Nel 1851 si tenne a Londra la prima delle Esposizioni universali, eventi che Walter Benjaminin ebbe a definire "luoghi di pellegrinaggio al feticcio merce”.
Nella seconda metà dell'Ottocento, infatti, iniziò a diffondersi il clima positivista di fiducia incondizionata nella scienza, nel progresso, nell'industria, di cui le Esposizioni erano la celebrazione.
E nell'ambito di questi eventi si tenevano numerosi concorsi (i "Grand prix", appunto, le "Medaglie d'oro", ecc.) nei quali le case gareggiavano per affermare la supremazia dei loro prodotti.

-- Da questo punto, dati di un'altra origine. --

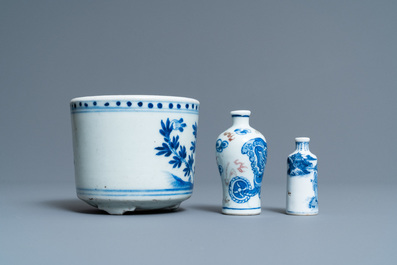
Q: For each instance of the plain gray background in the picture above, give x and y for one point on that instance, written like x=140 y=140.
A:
x=322 y=69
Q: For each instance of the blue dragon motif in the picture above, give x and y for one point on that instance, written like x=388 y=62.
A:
x=240 y=189
x=300 y=166
x=172 y=146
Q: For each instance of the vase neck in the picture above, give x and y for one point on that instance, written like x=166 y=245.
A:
x=240 y=117
x=302 y=143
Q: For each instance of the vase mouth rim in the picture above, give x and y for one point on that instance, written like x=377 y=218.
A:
x=302 y=139
x=240 y=113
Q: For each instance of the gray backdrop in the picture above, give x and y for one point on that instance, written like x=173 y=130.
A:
x=322 y=69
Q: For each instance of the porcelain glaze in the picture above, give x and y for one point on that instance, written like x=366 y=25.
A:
x=134 y=152
x=241 y=154
x=302 y=197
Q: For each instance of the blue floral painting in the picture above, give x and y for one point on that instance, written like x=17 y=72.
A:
x=178 y=153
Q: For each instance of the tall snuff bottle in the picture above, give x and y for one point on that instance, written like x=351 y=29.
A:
x=241 y=153
x=302 y=196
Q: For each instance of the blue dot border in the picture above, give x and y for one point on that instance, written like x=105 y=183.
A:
x=131 y=105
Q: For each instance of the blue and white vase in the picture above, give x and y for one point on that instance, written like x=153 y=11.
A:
x=302 y=198
x=241 y=153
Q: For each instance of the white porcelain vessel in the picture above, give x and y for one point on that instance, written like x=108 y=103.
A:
x=302 y=197
x=241 y=153
x=134 y=152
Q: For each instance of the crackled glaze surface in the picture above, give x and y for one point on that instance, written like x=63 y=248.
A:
x=134 y=152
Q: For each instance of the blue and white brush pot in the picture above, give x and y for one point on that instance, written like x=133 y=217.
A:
x=302 y=197
x=134 y=152
x=241 y=153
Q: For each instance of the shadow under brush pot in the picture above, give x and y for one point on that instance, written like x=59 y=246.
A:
x=241 y=153
x=134 y=152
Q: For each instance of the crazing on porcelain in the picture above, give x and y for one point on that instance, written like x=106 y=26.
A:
x=120 y=143
x=241 y=154
x=302 y=194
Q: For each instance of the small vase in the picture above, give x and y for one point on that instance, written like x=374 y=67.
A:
x=302 y=196
x=241 y=153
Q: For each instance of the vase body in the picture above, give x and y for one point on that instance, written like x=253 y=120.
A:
x=302 y=196
x=241 y=154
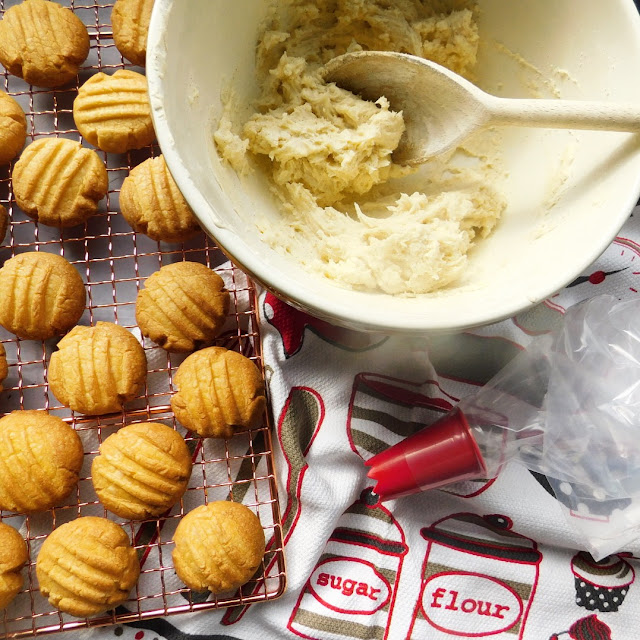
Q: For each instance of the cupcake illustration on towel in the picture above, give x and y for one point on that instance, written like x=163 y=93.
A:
x=589 y=628
x=601 y=586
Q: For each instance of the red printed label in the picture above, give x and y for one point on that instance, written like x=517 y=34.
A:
x=350 y=586
x=469 y=604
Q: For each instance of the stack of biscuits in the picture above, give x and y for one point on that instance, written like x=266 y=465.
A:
x=143 y=469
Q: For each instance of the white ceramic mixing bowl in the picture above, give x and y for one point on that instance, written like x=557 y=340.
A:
x=568 y=193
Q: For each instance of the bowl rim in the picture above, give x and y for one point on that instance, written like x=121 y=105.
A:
x=256 y=266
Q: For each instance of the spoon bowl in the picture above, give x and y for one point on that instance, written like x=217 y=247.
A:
x=441 y=108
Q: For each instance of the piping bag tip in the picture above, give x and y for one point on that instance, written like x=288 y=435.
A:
x=438 y=455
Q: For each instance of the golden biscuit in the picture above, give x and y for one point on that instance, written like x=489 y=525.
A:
x=43 y=43
x=130 y=23
x=113 y=112
x=4 y=367
x=219 y=546
x=142 y=470
x=96 y=370
x=59 y=182
x=4 y=222
x=13 y=128
x=152 y=204
x=41 y=295
x=13 y=556
x=219 y=392
x=183 y=306
x=40 y=461
x=87 y=566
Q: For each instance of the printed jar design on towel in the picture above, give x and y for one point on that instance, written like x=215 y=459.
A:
x=479 y=579
x=353 y=585
x=601 y=586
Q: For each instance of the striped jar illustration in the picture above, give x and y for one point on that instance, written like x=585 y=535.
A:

Accadeva non solo per gli orologi, ma per tutti i prodotti industriali, in ogni settore (se guardiamo una vecchia scatola di biscotti o di pennelli da barba, troviamo declamate vittorie in questo tipo di competizioni).
I concorsi divennero così numerosi, anche al di fuori delle esposizioni universali, da poter accontentare a turno molti produttori, costituendo una primitiva forma di pubblicità.
Se un orologio può vantare questo tipo di affermazione, quindi, significa che ai suoi tempi era senz'altro un buon orologio, ma non necessariamente che presentasse caratteristiche di particolare eccezionalità.
In questo caso, peraltro, parliamo delle vittorie non dell'orologio, ma della casa produttrice (sono 4 diversi Gran Prix: due svoltisi a Parigi, uno a Milano, uno a Bruxelles). E della levatura di Longines nessuno dubita.